The problem is that when casinos are introduced into an existing base of commerce, they simply re-shuffle the deck of consumer spending. This is called “cannibalization” – when existing consumer spending shifts from one pocket into another. Quite simply, the economic problem with adding casinos in Florida is that Florida is not a barren desert in Nevada or a remote swamp in Mississippi.
When casinos move in, they don’t simply compete for consumer spending. They use the predatory business practice of giving away things that are a source of profit for longstanding Florida businesses – things like “comp” meals and hotel stays.
But don’t take my word for it, just look at Atlantic City, where 40% of restaurants and a third of the retail stores went out of business after casinos opened. Crime skyrocketed and the population actually shrank. That’s what happens when casinos are dropped into an already-developed economy.
The euphemistic term “reallocation of consumer spending” was a key phrase in testimony last week in Tallahassee before the Senate Gaming Committee. Spectrum Gaming Group, the gambling industry’s go-to economic experts, were paid $400,000 by the state to study how Vegas-style casinos would affect Florida’s economy. They dryly noted that much of the impact would not come from new spending, but from “reallocation of consumer spending,” otherwise known as cannibalization.
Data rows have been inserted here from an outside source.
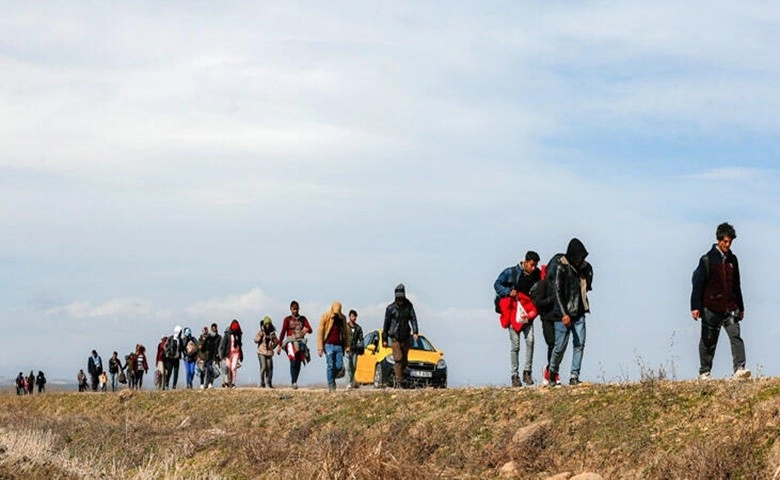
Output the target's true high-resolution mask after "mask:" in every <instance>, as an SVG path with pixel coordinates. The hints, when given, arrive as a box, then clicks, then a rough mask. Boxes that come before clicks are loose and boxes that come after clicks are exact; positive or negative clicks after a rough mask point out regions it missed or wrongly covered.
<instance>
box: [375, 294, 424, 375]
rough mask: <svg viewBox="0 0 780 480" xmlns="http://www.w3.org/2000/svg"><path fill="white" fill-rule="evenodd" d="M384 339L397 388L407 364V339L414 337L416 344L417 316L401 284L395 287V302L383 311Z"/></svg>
mask: <svg viewBox="0 0 780 480" xmlns="http://www.w3.org/2000/svg"><path fill="white" fill-rule="evenodd" d="M383 329H384V333H385V338H384V339H383V341H382V346H383V347H385V348H386V347H387V341H388V338H389V339H390V344H391V346H392V349H393V359H394V360H395V364H394V365H393V371H394V374H395V379H394V385H393V386H394V387H395V388H399V387H401V385H402V381H403V378H404V370H406V365H407V363H408V356H409V338H410V337H414V341H415V342H417V338H418V337H417V334H418V333H419V332H418V331H417V315H416V314H415V313H414V306H413V305H412V302H410V301H409V299H407V298H406V288H405V287H404V284H403V283H399V284H398V286H396V287H395V301H394V302H393V303H391V304H390V305H388V306H387V308H386V309H385V323H384V327H383Z"/></svg>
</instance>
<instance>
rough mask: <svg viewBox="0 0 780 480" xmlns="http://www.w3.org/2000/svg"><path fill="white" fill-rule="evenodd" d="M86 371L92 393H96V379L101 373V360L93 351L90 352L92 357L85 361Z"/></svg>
mask: <svg viewBox="0 0 780 480" xmlns="http://www.w3.org/2000/svg"><path fill="white" fill-rule="evenodd" d="M87 371H88V372H89V375H90V377H91V381H92V382H91V383H92V391H93V392H97V385H98V379H99V377H100V374H101V373H103V360H102V359H101V358H100V355H98V354H97V352H96V351H95V350H92V355H91V356H90V357H89V360H87Z"/></svg>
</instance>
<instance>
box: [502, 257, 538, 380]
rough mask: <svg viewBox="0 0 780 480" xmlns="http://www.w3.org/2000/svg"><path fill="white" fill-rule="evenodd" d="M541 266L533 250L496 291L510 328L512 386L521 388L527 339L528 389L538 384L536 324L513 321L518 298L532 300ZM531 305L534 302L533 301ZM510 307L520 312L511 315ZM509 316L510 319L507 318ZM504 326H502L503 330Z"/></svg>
mask: <svg viewBox="0 0 780 480" xmlns="http://www.w3.org/2000/svg"><path fill="white" fill-rule="evenodd" d="M538 264H539V254H538V253H536V252H534V251H533V250H530V251H528V252H527V253H526V254H525V260H521V261H520V262H519V263H518V264H517V265H513V266H511V267H507V268H505V269H504V271H502V272H501V274H500V275H499V276H498V278H497V279H496V281H495V283H494V284H493V288H494V289H495V290H496V299H497V300H498V302H499V304H500V305H501V307H502V311H501V315H502V318H506V320H507V321H506V326H505V327H504V328H507V330H509V342H510V349H509V360H510V364H511V369H512V386H513V387H519V386H521V385H522V384H521V383H520V376H519V375H518V373H519V370H520V365H519V359H518V357H519V356H520V334H521V333H522V334H523V337H525V346H526V349H525V366H524V367H523V382H524V383H525V384H526V385H533V383H534V380H533V377H532V376H531V371H532V367H533V358H534V324H533V322H531V321H530V319H528V321H523V322H517V321H515V319H513V318H508V317H512V312H515V313H516V312H517V311H518V310H520V309H519V308H518V305H517V304H518V303H519V302H517V298H518V294H523V295H525V296H526V298H529V297H527V296H528V293H529V292H530V291H531V287H533V285H534V284H535V283H536V282H538V281H539V280H540V279H541V272H540V270H539V269H538V268H537V265H538ZM529 301H530V298H529ZM510 305H514V306H515V308H516V309H512V310H511V311H508V308H507V307H509V306H510ZM507 316H508V317H507ZM503 323H504V322H502V326H503Z"/></svg>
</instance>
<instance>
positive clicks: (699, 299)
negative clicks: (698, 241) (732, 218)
mask: <svg viewBox="0 0 780 480" xmlns="http://www.w3.org/2000/svg"><path fill="white" fill-rule="evenodd" d="M715 238H716V240H717V243H715V244H714V245H713V246H712V248H711V249H710V251H709V252H707V253H706V254H705V255H703V256H702V257H701V258H700V259H699V265H698V266H697V267H696V270H694V272H693V278H692V283H693V290H692V292H691V316H692V317H693V319H694V320H701V339H700V340H699V360H700V363H701V367H700V368H699V378H700V379H702V380H709V379H710V370H712V360H713V358H714V357H715V347H716V346H717V345H718V336H719V335H720V328H721V327H723V328H724V329H725V330H726V334H728V336H729V341H730V343H731V357H732V360H733V367H734V378H748V377H750V370H747V369H746V368H745V343H744V342H743V341H742V337H741V336H740V328H739V322H740V321H742V319H743V318H744V317H745V304H744V302H743V300H742V287H741V285H740V277H739V262H737V256H736V255H734V252H732V251H731V242H733V241H734V239H735V238H737V232H736V231H735V230H734V227H732V226H731V225H729V224H728V223H721V224H720V225H718V228H717V229H716V231H715Z"/></svg>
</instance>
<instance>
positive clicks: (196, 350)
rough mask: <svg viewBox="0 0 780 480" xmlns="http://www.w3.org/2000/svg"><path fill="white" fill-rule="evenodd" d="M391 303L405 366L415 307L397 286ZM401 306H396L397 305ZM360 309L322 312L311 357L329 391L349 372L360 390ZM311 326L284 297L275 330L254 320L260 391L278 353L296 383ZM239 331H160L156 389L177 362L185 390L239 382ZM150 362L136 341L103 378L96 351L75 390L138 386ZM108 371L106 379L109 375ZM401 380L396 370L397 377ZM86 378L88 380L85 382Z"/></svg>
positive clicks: (241, 349) (206, 387) (360, 329)
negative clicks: (325, 365)
mask: <svg viewBox="0 0 780 480" xmlns="http://www.w3.org/2000/svg"><path fill="white" fill-rule="evenodd" d="M395 296H396V298H395V301H394V302H393V303H391V304H390V305H389V306H388V308H387V313H386V318H385V324H386V326H385V328H386V329H387V331H388V336H389V337H390V342H391V343H392V346H393V352H394V356H395V357H396V367H399V368H401V369H403V366H404V365H405V362H406V356H407V355H408V350H409V341H410V338H411V337H414V338H415V339H416V337H417V334H418V332H417V319H416V316H415V315H414V307H413V306H412V304H411V302H409V301H408V299H406V293H405V287H404V286H403V285H399V286H398V287H396V290H395ZM399 305H400V306H399ZM357 318H358V313H357V311H356V310H354V309H353V310H350V311H349V313H348V316H345V315H344V314H343V313H342V304H341V302H338V301H335V302H333V303H332V304H331V307H330V309H328V311H326V312H325V313H323V314H322V316H321V318H320V322H319V325H318V329H317V333H316V335H317V337H316V341H317V346H316V348H317V350H316V352H317V355H319V356H320V357H323V356H324V357H325V360H326V372H325V378H326V382H327V385H328V389H329V390H330V391H333V390H335V389H336V379H338V378H342V377H344V376H346V377H347V388H358V386H359V385H358V383H357V382H356V381H355V370H356V368H357V357H358V355H359V354H361V353H362V352H363V350H364V338H363V329H362V327H361V326H360V325H359V324H358V323H357ZM388 322H389V324H388ZM388 325H389V326H388ZM311 333H313V328H312V326H311V324H310V323H309V320H308V319H307V318H306V316H304V315H301V313H300V304H299V303H298V302H297V301H295V300H293V301H292V302H290V314H289V315H287V316H285V317H284V319H283V320H282V325H281V328H280V329H279V330H278V331H277V329H276V327H275V326H274V324H273V320H272V319H271V317H270V316H264V317H263V319H262V320H261V321H260V325H259V327H258V330H257V333H256V334H255V335H254V337H253V341H254V343H255V345H256V352H257V358H258V363H259V369H260V370H259V371H260V382H259V386H260V387H261V388H274V380H273V376H274V356H275V355H281V354H282V352H284V354H285V355H286V356H287V358H288V360H289V372H290V384H291V386H292V388H293V389H297V388H298V379H299V376H300V372H301V368H302V367H303V366H305V365H306V364H308V363H309V362H310V361H311V352H310V348H309V345H308V335H309V334H311ZM243 347H244V345H243V331H242V328H241V325H240V323H239V321H238V320H236V319H234V320H233V321H231V322H230V324H229V326H228V327H227V328H226V329H225V330H224V332H223V333H222V334H221V335H220V334H219V329H218V325H217V324H216V323H212V324H211V325H210V327H203V330H202V332H201V334H200V335H199V336H198V337H195V336H194V335H193V333H192V330H191V328H190V327H184V328H182V327H181V326H179V325H177V326H175V327H174V329H173V334H172V335H164V336H162V337H161V338H160V342H159V344H158V345H157V353H156V356H155V359H154V376H155V377H154V386H155V389H158V390H168V389H176V387H177V385H178V378H179V368H180V364H181V362H183V363H184V369H185V387H186V388H189V389H191V388H194V387H195V381H196V378H195V377H196V376H197V377H198V379H199V381H200V388H201V389H204V390H205V389H210V388H213V387H214V380H215V379H217V378H218V377H220V376H222V387H226V388H233V387H235V386H236V384H237V379H238V371H239V369H240V368H241V367H242V366H243V362H244V348H243ZM149 365H150V360H149V358H148V355H147V351H146V347H145V346H143V345H141V344H137V345H136V347H135V350H134V351H132V352H130V353H128V354H127V355H125V357H124V362H123V361H122V359H121V358H120V357H119V355H118V353H117V352H116V351H114V352H113V353H112V356H111V358H110V359H109V361H108V375H107V374H106V372H104V367H103V360H102V358H101V357H100V355H99V354H98V353H97V351H96V350H92V352H91V355H90V356H89V358H88V359H87V372H88V374H89V376H87V374H85V373H84V371H83V370H80V371H79V374H78V375H77V380H78V383H79V391H87V390H90V389H91V390H92V391H98V390H100V391H106V390H107V388H108V386H109V385H110V388H111V391H116V390H117V389H119V388H120V387H119V386H120V385H121V384H127V385H128V387H129V388H132V389H141V388H143V381H144V375H146V374H147V373H148V372H149V368H150V367H149ZM109 375H110V379H109ZM397 375H398V376H399V378H400V375H401V373H398V374H397ZM88 380H89V384H88Z"/></svg>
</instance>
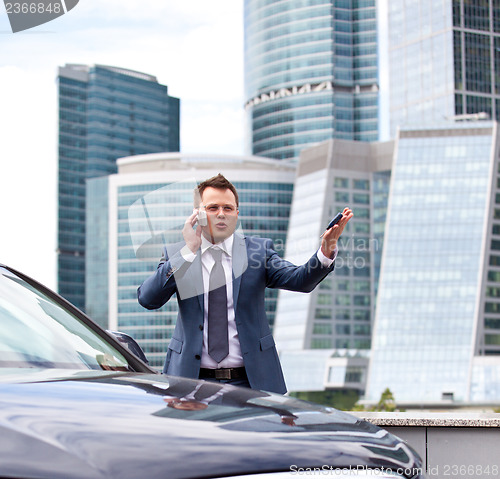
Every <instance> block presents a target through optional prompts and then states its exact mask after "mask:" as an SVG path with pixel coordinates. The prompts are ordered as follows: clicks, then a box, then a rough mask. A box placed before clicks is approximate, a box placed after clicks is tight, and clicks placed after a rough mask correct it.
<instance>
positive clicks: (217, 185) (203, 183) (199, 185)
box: [194, 173, 240, 207]
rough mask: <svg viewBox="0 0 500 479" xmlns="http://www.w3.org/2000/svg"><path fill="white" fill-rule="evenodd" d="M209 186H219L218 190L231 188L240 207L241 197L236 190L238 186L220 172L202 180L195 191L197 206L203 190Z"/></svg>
mask: <svg viewBox="0 0 500 479" xmlns="http://www.w3.org/2000/svg"><path fill="white" fill-rule="evenodd" d="M207 188H217V189H218V190H230V191H231V192H232V193H233V195H234V198H235V200H236V206H237V207H239V206H240V204H239V199H238V192H237V191H236V188H235V187H234V185H233V184H232V183H231V182H230V181H229V180H227V179H226V178H225V177H224V176H223V175H221V174H220V173H219V174H218V175H216V176H213V177H212V178H209V179H208V180H205V181H203V182H201V183H200V184H199V185H198V187H197V188H196V189H195V191H194V203H195V206H198V202H199V200H200V198H201V197H202V196H203V192H204V191H205V190H206V189H207Z"/></svg>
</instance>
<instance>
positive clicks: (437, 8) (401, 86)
mask: <svg viewBox="0 0 500 479" xmlns="http://www.w3.org/2000/svg"><path fill="white" fill-rule="evenodd" d="M380 3H381V5H382V7H383V10H385V11H387V27H386V30H387V35H388V38H387V41H388V50H387V52H384V55H381V58H382V57H383V58H385V53H388V56H387V58H386V60H387V61H388V64H389V72H390V74H389V78H388V84H387V85H385V86H384V85H382V88H384V87H385V88H387V91H388V92H389V95H388V97H389V103H390V108H389V109H390V112H389V114H390V131H391V134H392V135H394V134H395V132H396V128H397V127H398V126H399V125H402V126H411V125H417V126H418V125H422V124H424V123H426V122H427V123H429V122H431V123H435V122H440V121H443V120H444V119H445V118H450V119H451V118H452V117H454V116H457V115H458V116H460V115H465V114H471V113H485V114H486V115H487V116H488V117H489V118H491V119H497V120H499V119H500V3H499V2H498V1H497V0H477V1H469V0H437V1H436V0H419V1H415V2H394V1H392V2H391V1H390V0H381V1H380ZM385 63H386V62H385V61H383V64H385Z"/></svg>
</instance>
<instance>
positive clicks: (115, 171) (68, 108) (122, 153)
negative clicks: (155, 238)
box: [57, 64, 179, 308]
mask: <svg viewBox="0 0 500 479" xmlns="http://www.w3.org/2000/svg"><path fill="white" fill-rule="evenodd" d="M58 89H59V171H58V240H57V243H58V249H57V253H58V276H57V279H58V291H59V293H60V294H61V295H62V296H64V297H65V298H66V299H68V300H69V301H71V302H72V303H73V304H75V305H76V306H78V307H79V308H84V307H85V226H86V220H85V206H86V190H85V183H86V180H87V179H89V178H95V177H99V176H105V175H109V174H112V173H115V172H116V171H117V168H116V159H117V158H119V157H122V156H128V155H133V154H142V153H152V152H159V151H178V150H179V99H177V98H174V97H171V96H169V95H168V90H167V87H166V86H165V85H161V84H159V83H158V81H157V80H156V78H155V77H154V76H152V75H147V74H145V73H139V72H135V71H132V70H127V69H124V68H117V67H111V66H105V65H94V66H88V65H76V64H68V65H65V66H64V67H60V68H59V76H58Z"/></svg>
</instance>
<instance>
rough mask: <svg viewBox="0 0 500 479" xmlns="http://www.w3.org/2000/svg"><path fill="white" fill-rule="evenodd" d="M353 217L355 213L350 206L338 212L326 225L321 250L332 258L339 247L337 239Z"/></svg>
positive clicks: (322, 239)
mask: <svg viewBox="0 0 500 479" xmlns="http://www.w3.org/2000/svg"><path fill="white" fill-rule="evenodd" d="M352 217H353V213H352V211H351V210H350V209H349V208H344V211H342V213H339V214H337V215H336V216H335V217H334V218H333V219H332V221H330V223H329V224H328V226H327V227H326V230H325V232H324V233H323V234H322V235H321V252H322V253H323V254H324V255H325V256H326V257H327V258H331V257H332V256H333V253H334V252H335V248H336V247H337V241H338V239H339V238H340V235H341V234H342V232H343V231H344V228H345V226H346V224H347V223H348V221H349V220H350V219H351V218H352Z"/></svg>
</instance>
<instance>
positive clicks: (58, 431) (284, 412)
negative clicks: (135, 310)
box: [0, 370, 421, 479]
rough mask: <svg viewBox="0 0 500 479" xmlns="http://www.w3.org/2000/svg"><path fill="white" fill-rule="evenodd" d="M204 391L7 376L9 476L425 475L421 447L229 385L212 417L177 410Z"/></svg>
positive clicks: (148, 375) (174, 383)
mask: <svg viewBox="0 0 500 479" xmlns="http://www.w3.org/2000/svg"><path fill="white" fill-rule="evenodd" d="M202 383H203V382H201V381H197V380H190V379H181V378H177V377H170V376H162V375H154V374H151V375H148V374H137V373H116V372H88V371H85V372H78V371H52V370H51V371H47V370H46V371H36V370H33V371H30V373H29V374H19V373H17V374H13V375H3V376H1V377H0V464H1V467H0V477H22V478H50V479H57V478H64V479H72V478H75V479H76V478H85V479H93V478H119V479H128V478H130V479H132V478H133V479H136V478H137V477H147V478H165V477H169V478H192V477H218V476H225V475H238V474H245V473H258V472H270V471H290V470H291V468H292V470H293V468H294V467H295V468H309V467H320V468H323V467H327V466H334V467H341V468H343V467H347V468H349V467H355V466H370V467H385V468H393V470H395V469H396V468H402V469H410V468H419V467H421V463H420V460H419V458H418V457H417V456H416V455H415V454H414V452H413V450H412V449H411V448H410V447H408V446H407V445H406V444H404V443H403V442H402V441H400V440H399V439H397V438H396V437H394V436H393V435H391V434H389V433H388V432H387V431H385V430H383V429H380V428H378V427H376V426H373V425H371V424H369V423H367V422H365V421H363V420H359V419H356V418H354V417H353V416H351V415H349V414H346V413H343V412H340V411H337V410H335V409H332V408H327V407H321V406H318V405H314V404H311V403H307V402H304V401H299V400H295V399H293V398H289V397H286V396H280V395H275V394H271V393H266V392H261V391H254V390H250V389H243V388H235V387H232V386H226V387H225V388H224V391H223V393H222V394H220V395H219V396H218V397H216V398H213V397H212V398H211V402H209V403H208V404H206V405H205V406H204V408H203V409H200V410H193V411H190V410H179V409H174V408H173V407H171V406H169V404H168V402H169V401H171V400H172V398H176V397H185V396H186V394H189V392H192V391H193V389H194V388H196V387H197V386H199V385H200V384H202ZM203 384H206V383H203ZM212 384H213V383H212ZM205 402H206V401H205Z"/></svg>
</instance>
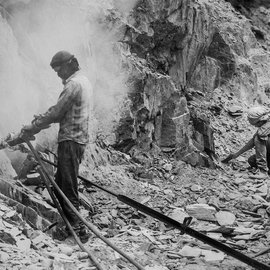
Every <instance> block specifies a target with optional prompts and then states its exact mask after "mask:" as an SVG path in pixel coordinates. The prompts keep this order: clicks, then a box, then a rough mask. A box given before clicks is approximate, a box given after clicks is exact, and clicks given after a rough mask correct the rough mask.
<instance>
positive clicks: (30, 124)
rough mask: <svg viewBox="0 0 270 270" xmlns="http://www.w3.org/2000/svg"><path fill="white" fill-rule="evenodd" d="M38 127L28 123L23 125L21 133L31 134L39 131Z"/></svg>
mask: <svg viewBox="0 0 270 270" xmlns="http://www.w3.org/2000/svg"><path fill="white" fill-rule="evenodd" d="M40 130H41V129H40V128H38V127H37V126H36V125H34V124H30V125H25V126H23V128H22V130H21V132H22V133H28V134H31V135H34V134H37V133H38V132H40Z"/></svg>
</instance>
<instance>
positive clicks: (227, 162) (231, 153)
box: [221, 153, 237, 163]
mask: <svg viewBox="0 0 270 270" xmlns="http://www.w3.org/2000/svg"><path fill="white" fill-rule="evenodd" d="M235 158H237V156H236V155H235V154H233V153H230V154H229V155H228V156H227V157H226V158H225V159H223V160H221V162H222V163H228V162H229V161H230V160H232V159H235Z"/></svg>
The closure of so many restaurants and retail establishments after casinos moved in was a searing experience for Atlantic City. And thirty-five years after casinos opened in Atlantic City, things have gotten worse, not better. Now that the casinos have devoured the other businesses around them, they have started to devour each other. Oversaturation of casinos in Atlantic City and neighboring states has caused a 7-year gambling revenue skid in Atlantic City. Casino profits are down by half in one year alone. And for the first time ever, Atlantic City casinos are adding strip clubs to try to draw more gamblers. And taxpayers are now having to bail-out failing casinos – over a quarter-billion dollars for one casino alone – because once government relies on gambling as a major source of revenue, casinos become too big to fail.
Atlantic City’s experience is not unique. Casinos pose a threat to local businesses wherever they emerge. John Kindt, professor emeritus of business at the University of Illinois who has testified before Congress, noted that in a Minnesota study, restaurants within 30 miles of a casino lost 25 to 50 percent of their business.
“For every job created by legalized gambling, the local economy loses one to two jobs,” Kindt said. “Intense gambling activities … will tend to cannibalize a pre-existing tourist economy.”
Rod Motamedi, a senior economic associate for Regional Economic Models Inc. who testified before the Senate and House Select Gaming Committee last week in Tallahassee, cited the potential loss to “retail, food service and similar businesses that compete for finite consumer spending.”
Motamedi also said, “You are making a choice to not spend money on something else. And that choice implies a loss of revenues or a loss of business for the other thing.”
The problem is that by the estimates provided by the legislature’s study, less than 5% of the money spent in Florida casinos would be from tourists – and many of those tourists are already coming here. So casinos have their eye on Florida, not for what they can bring to Florida, but what they can take from us.
If there’s one thing that Florida history should teach us, it’s that gambling is nothing more than an economic shell game, where the only real winner is the house.